If your baby has jaundice, their skin will look slightly yellow. The yellowing of the skin usually starts on the head and face, before spreading to the chest and stomach.
Changes in skin colour can be more difficult to spot if your baby has a darker skin tone.
In these cases, yellowing may be more obvious elsewhere, such as:
- in the whites of their eyes
- inside their mouth
- on the soles of their feet
- on the palms of their hands
A newborn baby with jaundice may also:
- be sleepy
- not want to feed or not feed as well as usual
- have dark, yellow pee (it should be colourless)
- have pale poo (it should be yellow or orange)
Source: NHS
This baby was profoundly unwell in intensive care, suffering from inflammation and a strikingly high bilirubin count that was only just being controlled with three phototherapy lamps.
Usually, this kind of difficult jaundice is caused by an immune reaction between mum’s and baby’s blood groups, but not in this case.
Richard began wondering if the bilirubin was directly linked to the infection, and if it was part of the baby’s body’s attempt to clear the sepsis (in this case the baby survived).
Humans evolved to fight off infection
He started thinking about the problem in evolutionary terms – if jaundice can harm the baby, what benefit does it offer to balance this?

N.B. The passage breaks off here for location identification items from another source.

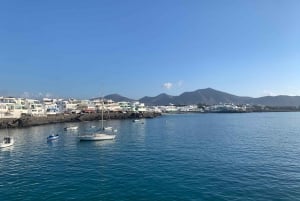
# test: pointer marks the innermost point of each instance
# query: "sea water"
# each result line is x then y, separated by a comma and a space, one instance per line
249, 156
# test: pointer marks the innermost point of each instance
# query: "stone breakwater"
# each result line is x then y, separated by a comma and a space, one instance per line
28, 121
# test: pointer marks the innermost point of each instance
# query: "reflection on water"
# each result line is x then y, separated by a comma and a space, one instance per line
175, 157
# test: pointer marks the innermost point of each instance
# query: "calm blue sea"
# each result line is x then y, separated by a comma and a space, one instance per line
252, 156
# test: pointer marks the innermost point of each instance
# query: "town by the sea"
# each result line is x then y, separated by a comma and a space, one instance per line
202, 156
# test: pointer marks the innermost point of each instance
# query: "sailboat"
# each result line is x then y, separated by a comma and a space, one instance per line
7, 141
97, 136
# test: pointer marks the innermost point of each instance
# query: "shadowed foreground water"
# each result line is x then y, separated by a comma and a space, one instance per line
251, 156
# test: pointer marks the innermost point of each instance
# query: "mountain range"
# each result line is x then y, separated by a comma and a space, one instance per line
211, 96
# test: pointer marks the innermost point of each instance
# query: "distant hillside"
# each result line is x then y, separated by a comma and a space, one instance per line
118, 98
276, 101
211, 96
161, 99
206, 96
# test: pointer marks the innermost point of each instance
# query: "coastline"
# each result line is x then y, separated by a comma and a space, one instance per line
28, 121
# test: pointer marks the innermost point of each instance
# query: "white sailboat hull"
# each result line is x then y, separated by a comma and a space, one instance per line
96, 137
6, 144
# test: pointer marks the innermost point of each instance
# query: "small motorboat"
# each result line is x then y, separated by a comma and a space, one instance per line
7, 141
52, 137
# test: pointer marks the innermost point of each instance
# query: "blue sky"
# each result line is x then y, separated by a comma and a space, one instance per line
85, 49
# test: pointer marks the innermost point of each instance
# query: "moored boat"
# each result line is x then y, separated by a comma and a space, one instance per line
7, 141
71, 128
52, 137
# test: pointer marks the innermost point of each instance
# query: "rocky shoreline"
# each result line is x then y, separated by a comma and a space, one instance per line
28, 121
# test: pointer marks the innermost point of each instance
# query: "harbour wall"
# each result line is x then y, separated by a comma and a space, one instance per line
27, 121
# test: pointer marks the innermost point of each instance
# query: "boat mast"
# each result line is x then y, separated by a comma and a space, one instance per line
102, 114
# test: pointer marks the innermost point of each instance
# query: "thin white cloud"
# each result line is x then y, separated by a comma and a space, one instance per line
180, 83
167, 85
269, 93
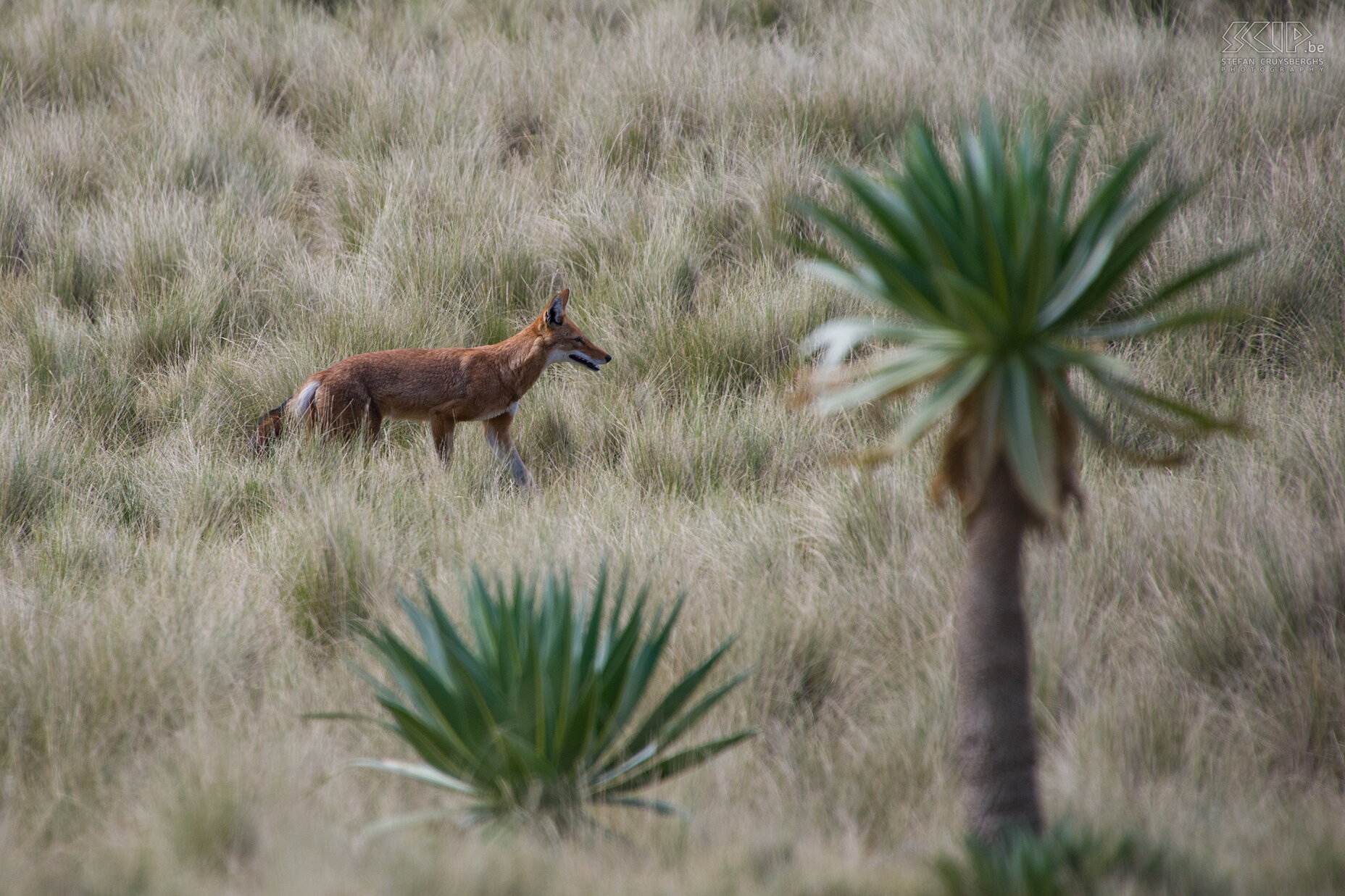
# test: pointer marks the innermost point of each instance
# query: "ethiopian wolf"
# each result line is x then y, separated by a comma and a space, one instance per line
446, 386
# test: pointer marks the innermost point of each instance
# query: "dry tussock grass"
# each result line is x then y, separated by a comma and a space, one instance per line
201, 204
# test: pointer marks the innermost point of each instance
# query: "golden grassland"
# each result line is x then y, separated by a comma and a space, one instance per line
202, 204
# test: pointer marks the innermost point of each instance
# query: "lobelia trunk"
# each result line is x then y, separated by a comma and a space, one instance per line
996, 742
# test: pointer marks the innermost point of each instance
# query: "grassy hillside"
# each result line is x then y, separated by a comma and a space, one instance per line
202, 204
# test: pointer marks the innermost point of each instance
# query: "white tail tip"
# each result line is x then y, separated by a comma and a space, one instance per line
306, 397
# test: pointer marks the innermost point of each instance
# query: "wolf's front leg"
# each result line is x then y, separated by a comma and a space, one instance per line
498, 437
441, 428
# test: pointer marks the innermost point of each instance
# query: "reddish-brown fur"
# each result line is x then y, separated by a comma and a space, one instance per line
444, 386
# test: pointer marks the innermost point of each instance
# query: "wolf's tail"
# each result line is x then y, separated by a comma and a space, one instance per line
270, 427
272, 424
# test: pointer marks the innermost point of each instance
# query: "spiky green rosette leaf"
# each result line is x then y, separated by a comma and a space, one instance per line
997, 290
545, 704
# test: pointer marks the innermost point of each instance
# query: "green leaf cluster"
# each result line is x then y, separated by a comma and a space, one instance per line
996, 290
545, 704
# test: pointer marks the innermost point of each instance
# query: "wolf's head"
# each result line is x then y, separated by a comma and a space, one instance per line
564, 339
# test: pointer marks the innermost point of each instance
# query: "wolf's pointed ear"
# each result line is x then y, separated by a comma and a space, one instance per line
556, 311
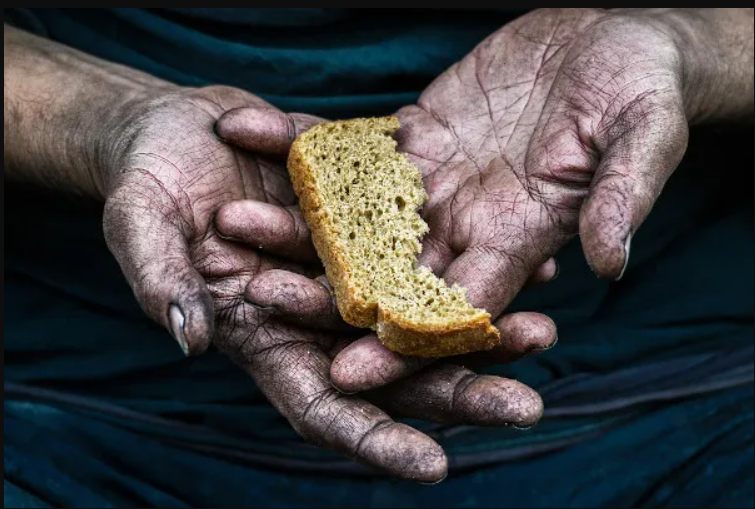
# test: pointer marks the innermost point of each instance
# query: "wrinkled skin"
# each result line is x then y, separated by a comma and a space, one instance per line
563, 122
171, 177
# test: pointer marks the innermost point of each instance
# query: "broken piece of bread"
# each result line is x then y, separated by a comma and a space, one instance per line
360, 197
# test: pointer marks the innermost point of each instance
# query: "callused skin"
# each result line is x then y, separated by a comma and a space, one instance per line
562, 122
565, 121
149, 150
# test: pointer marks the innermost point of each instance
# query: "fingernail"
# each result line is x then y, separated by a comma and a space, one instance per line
538, 350
260, 308
217, 134
522, 428
338, 389
627, 249
434, 483
177, 322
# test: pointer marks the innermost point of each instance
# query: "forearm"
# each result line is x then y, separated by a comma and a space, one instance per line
717, 49
60, 109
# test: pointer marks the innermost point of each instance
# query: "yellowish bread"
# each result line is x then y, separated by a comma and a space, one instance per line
360, 197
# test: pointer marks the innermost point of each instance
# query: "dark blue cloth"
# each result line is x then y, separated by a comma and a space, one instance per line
649, 390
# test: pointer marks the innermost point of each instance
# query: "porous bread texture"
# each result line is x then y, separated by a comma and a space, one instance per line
360, 197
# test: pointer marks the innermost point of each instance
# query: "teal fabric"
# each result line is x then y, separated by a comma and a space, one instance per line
73, 327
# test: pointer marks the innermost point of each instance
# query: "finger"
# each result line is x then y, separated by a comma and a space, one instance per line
367, 364
143, 233
521, 334
292, 371
280, 231
545, 273
296, 299
436, 253
640, 150
269, 131
491, 275
455, 395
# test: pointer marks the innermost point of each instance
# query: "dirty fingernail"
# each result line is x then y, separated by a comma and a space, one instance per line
435, 483
177, 322
627, 249
538, 350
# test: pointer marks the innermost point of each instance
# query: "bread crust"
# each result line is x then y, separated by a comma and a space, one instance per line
398, 334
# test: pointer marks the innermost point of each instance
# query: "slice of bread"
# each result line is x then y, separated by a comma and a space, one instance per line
360, 197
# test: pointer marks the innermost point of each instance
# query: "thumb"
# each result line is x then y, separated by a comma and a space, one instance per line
639, 152
265, 130
150, 245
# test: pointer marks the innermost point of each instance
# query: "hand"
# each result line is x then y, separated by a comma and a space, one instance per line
170, 177
563, 122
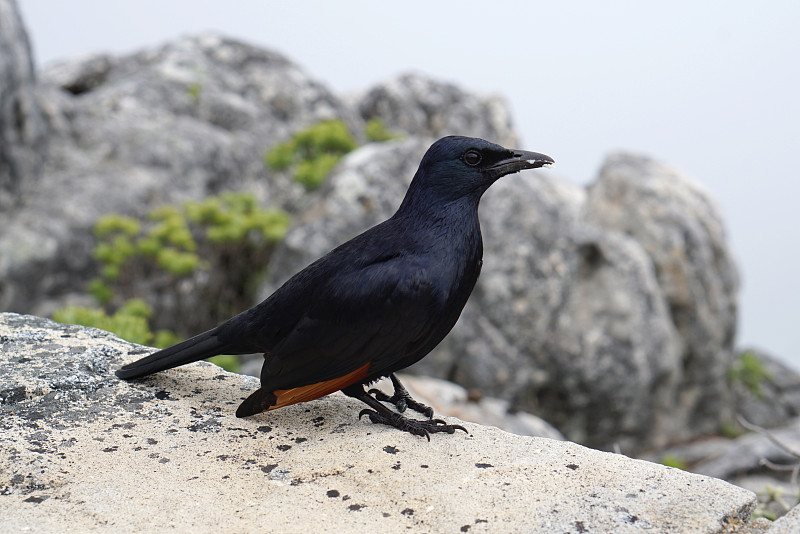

Thinking about babies in caves in days gone by, with no healthcare and certainly no antibiotics, Richard realised that the biggest threat to their life after surviving delivery would probably be overwhelming sepsis in the first few days – exactly when the bilirubin level rises naturally.
Could jaundice be an evolutionary mechanism to protect against this?
Richard got to work with an 11-strong team at the University of Aberdeen and NHS Grampian, recruiting a willing medical student to spend his summer holiday working with blood plates, bilirubin and bacteria grown originally from neonatal blood cultures taken from septic babies.
Proof jaundice helps fight sepsis
Our team has now shown that even modest concentrations of bilirubin reduced by one third the growth of Streptococcus agalactiae.
We also showed that bilirubin may alter substrate metabolism in the bacteria.
We now need to do more work, probably in animal experiments of sepsis.
This will enable us to think about whether clinicians should raise the accepted bilirubin threshold for babies at risk of sepsis – those born prematurely, for example.
It feels like we’re discovering something new about the physiology of newborn babies.
When newborn babies develop jaundice in future, we’ll still need to treat it carefully.
But quite possibly we will also be thankful that it’s protecting them from something potentially life-threatening.